Because I rarely pay attention to new songs from Hong Kong in recent years

I just felt the style was very different from Jackson Wan’s previous work

Later, I searched for the music video and lyrics

Only then did I discover it’s a song about Jackson Wan’s personal journey and aspirations for new technology

The biggest innovation (perhaps the only one of its kind in the current Chinese music scene)

Is that he sings a duet with his own AI voice

The “feat.
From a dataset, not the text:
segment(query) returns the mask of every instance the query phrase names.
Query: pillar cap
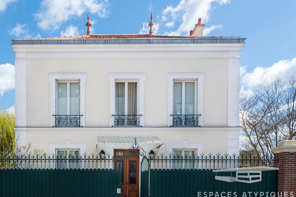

Wan K.” in the title

Wan K. is the codename for Jackson Wan’s AI voice

AI voice, as one of the mainstream outputs of AIGC

Has had its rights ownership in a gray area

Who owns the rights to AI voice (or AI voice training files)?

Whether using trained AI voices constitutes infringement

Remains controversial


1、Jackson Wan and His New Song

Readers from Cantonese-speaking regions, especially the Pearl River Delta area of more mature age

Will know who Jackson Wan is

Jackson Wan (real name Lyu Xiyang), a Vietnamese-Chinese Hong Kong male singer and actor, known as the “King of Temple Street”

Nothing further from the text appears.